Structure, thermal and electrical properties of calcium doped pyrochlore type praseodymium zirconate

Abstract

Herein we report the structure, thermal and electrical properties of pyrochlore type Pr2−xCaxZr2O7 (x = 0.00, 0.10 and 0.20) compositions. These compounds have been prepared by gel combustion method followed by heating in reducing (Argon/Hydrogen) atmosphere and characterized by powder X-ray diffraction, Raman spectroscopy and ac-impedance studies. The powder XRD and Raman spectroscopic studies revealed the retention of the parent cubic pyrochlore type structure up to the compositions with x = 0.10. The thermal stabilities of the compositions have been investigated by in situ high temperature powder XRD and thermogravimetric studies. A maximum of about 1.25% weight gain due to oxidation of Pr3+ is observed in all the samples. The typical axial thermal expansion coefficients (αa) for the compositions with x = 0.00, 0.10 and 0.20 are 8.40 × 10−6, 11.29 × 10−6 and 11.67 × 10−6 K−1, respectively. The analyses of impedance and admittance spectra revealed maximum conductivity at x = 0.10, while the activation energy increases with Ca2+ content. At around 770 K, the conductivities of the compositions with x = 0.00, 0.10 and 0.20 are 2.26 × 10−5 S/cm, 1.88 × 10−4 S/cm and 1.23 × 10−4 S/cm, respectively. The activation energy for electronic conductivity for the composition with x = 0.00 and 0.10 are 0.42 and 0.63 eV, respectively.
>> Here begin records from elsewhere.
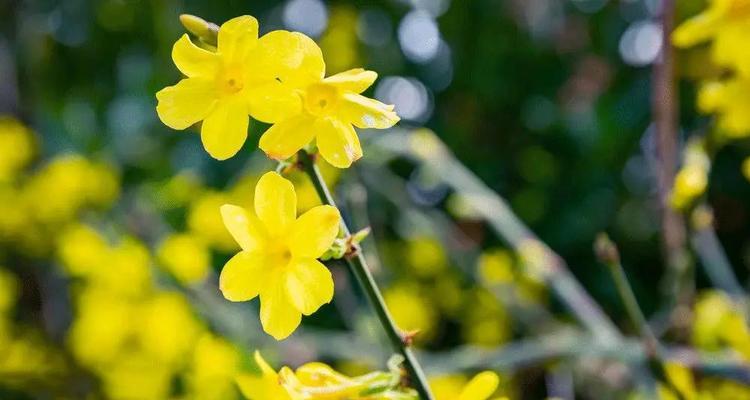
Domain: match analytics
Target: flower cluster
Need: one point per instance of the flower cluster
(724, 25)
(318, 381)
(278, 79)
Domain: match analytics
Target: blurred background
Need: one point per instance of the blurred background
(111, 241)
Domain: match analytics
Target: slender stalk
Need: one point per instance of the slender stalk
(428, 150)
(664, 110)
(358, 266)
(709, 250)
(608, 254)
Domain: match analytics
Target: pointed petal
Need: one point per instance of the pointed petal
(243, 276)
(263, 365)
(480, 387)
(192, 60)
(278, 315)
(186, 103)
(309, 285)
(338, 142)
(364, 112)
(237, 37)
(224, 131)
(292, 57)
(314, 232)
(274, 101)
(244, 227)
(695, 30)
(354, 80)
(275, 203)
(287, 137)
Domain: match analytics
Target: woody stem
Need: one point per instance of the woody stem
(358, 266)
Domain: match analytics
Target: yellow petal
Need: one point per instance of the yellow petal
(480, 387)
(275, 203)
(309, 285)
(695, 30)
(292, 57)
(278, 315)
(354, 80)
(263, 365)
(337, 142)
(186, 103)
(243, 276)
(364, 112)
(252, 387)
(244, 227)
(193, 61)
(287, 137)
(224, 131)
(237, 37)
(274, 101)
(314, 232)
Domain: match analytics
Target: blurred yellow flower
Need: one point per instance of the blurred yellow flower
(215, 364)
(278, 257)
(746, 168)
(340, 42)
(425, 255)
(318, 381)
(186, 257)
(495, 267)
(729, 101)
(727, 24)
(455, 387)
(17, 147)
(58, 191)
(267, 386)
(412, 311)
(323, 109)
(81, 250)
(216, 89)
(9, 289)
(204, 220)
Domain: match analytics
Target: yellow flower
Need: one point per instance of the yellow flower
(16, 147)
(412, 311)
(746, 168)
(267, 386)
(278, 257)
(186, 257)
(452, 387)
(316, 107)
(204, 221)
(318, 381)
(214, 366)
(216, 89)
(727, 23)
(729, 101)
(9, 289)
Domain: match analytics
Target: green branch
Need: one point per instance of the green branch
(358, 266)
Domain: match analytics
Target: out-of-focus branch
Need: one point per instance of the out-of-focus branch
(358, 265)
(575, 344)
(425, 148)
(665, 122)
(711, 253)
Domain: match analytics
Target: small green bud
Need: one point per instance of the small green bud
(204, 30)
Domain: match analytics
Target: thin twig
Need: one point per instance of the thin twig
(664, 109)
(711, 253)
(428, 150)
(358, 266)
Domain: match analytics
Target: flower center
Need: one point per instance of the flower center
(321, 99)
(739, 8)
(231, 80)
(280, 254)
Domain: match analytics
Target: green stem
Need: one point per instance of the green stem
(358, 266)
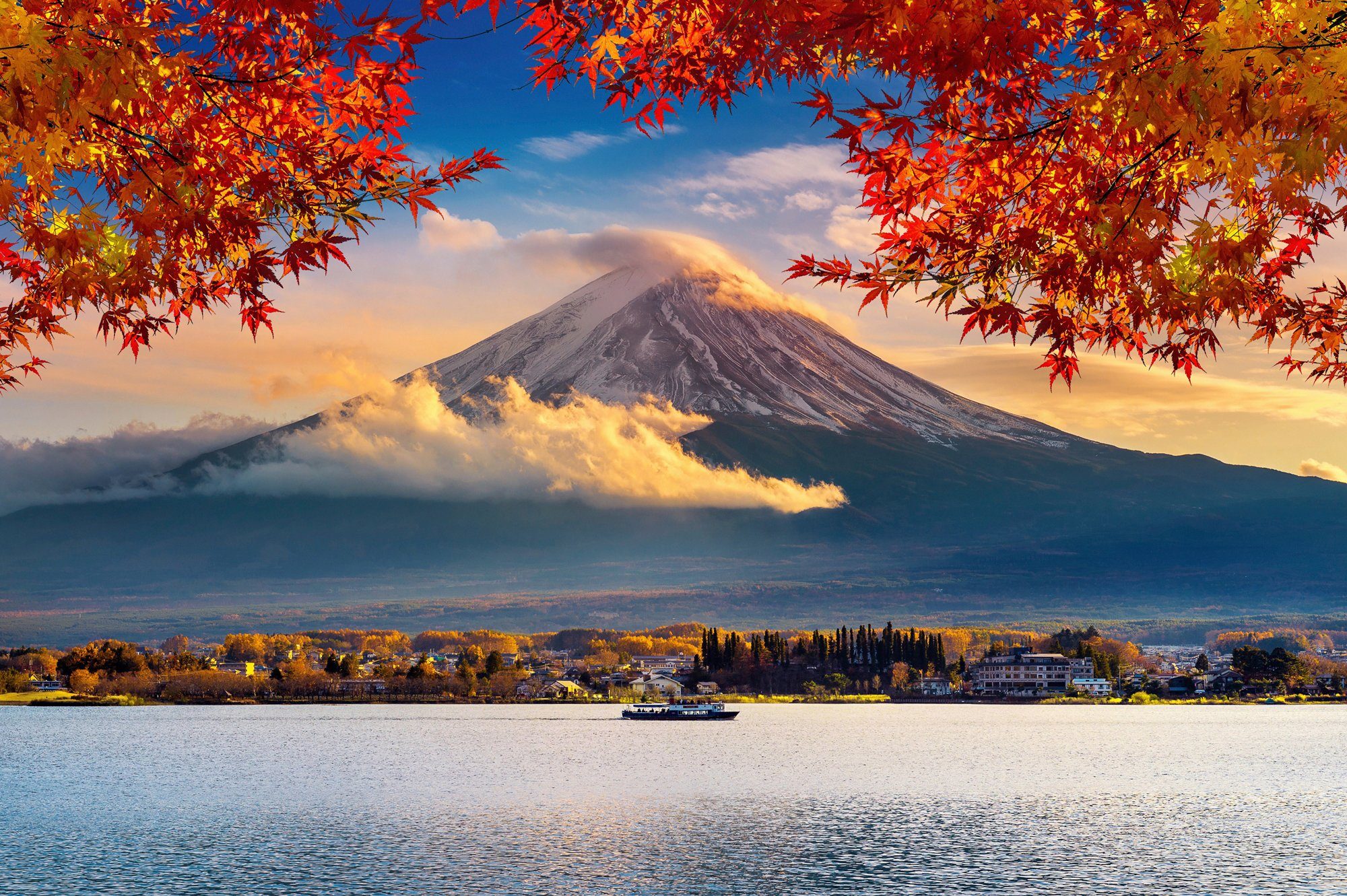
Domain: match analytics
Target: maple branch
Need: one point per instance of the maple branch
(141, 136)
(1127, 171)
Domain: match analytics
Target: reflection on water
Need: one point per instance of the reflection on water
(787, 800)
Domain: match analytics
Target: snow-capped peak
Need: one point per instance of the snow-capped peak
(721, 345)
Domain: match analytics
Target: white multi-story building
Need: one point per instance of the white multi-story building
(1023, 672)
(1094, 687)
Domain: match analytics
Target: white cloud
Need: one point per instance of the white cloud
(852, 229)
(573, 145)
(661, 252)
(401, 440)
(808, 201)
(37, 471)
(1311, 467)
(459, 234)
(716, 206)
(580, 143)
(777, 168)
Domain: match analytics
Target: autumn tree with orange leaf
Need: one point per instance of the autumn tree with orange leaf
(161, 159)
(1096, 175)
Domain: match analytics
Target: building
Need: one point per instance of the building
(356, 687)
(657, 685)
(666, 662)
(934, 688)
(1026, 673)
(564, 689)
(1094, 687)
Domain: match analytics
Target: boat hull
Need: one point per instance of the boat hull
(713, 716)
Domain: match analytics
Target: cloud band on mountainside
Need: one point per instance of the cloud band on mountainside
(1323, 470)
(119, 464)
(402, 440)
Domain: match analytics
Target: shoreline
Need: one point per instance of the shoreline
(55, 700)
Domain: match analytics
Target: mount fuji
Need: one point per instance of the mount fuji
(956, 510)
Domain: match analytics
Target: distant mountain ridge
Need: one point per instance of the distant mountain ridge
(956, 509)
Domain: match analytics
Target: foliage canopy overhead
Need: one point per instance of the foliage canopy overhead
(1096, 175)
(164, 158)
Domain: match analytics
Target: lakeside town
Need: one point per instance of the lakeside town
(861, 664)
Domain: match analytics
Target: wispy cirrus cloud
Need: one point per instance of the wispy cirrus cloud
(572, 145)
(1333, 473)
(580, 143)
(774, 168)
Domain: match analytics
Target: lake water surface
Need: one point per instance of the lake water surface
(572, 800)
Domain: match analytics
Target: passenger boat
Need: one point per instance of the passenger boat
(680, 712)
The temperature dependent conductivity of the composition with x = 0.20 composition revealed a deviation around 700 K where the aviation energy decreased from 0.97 eV to 0.38 eV. The electrical properties Pr2−xCaxZr2O7 have been correlated with structural parameters and explained by the coexisting electronic and ionic conductivities.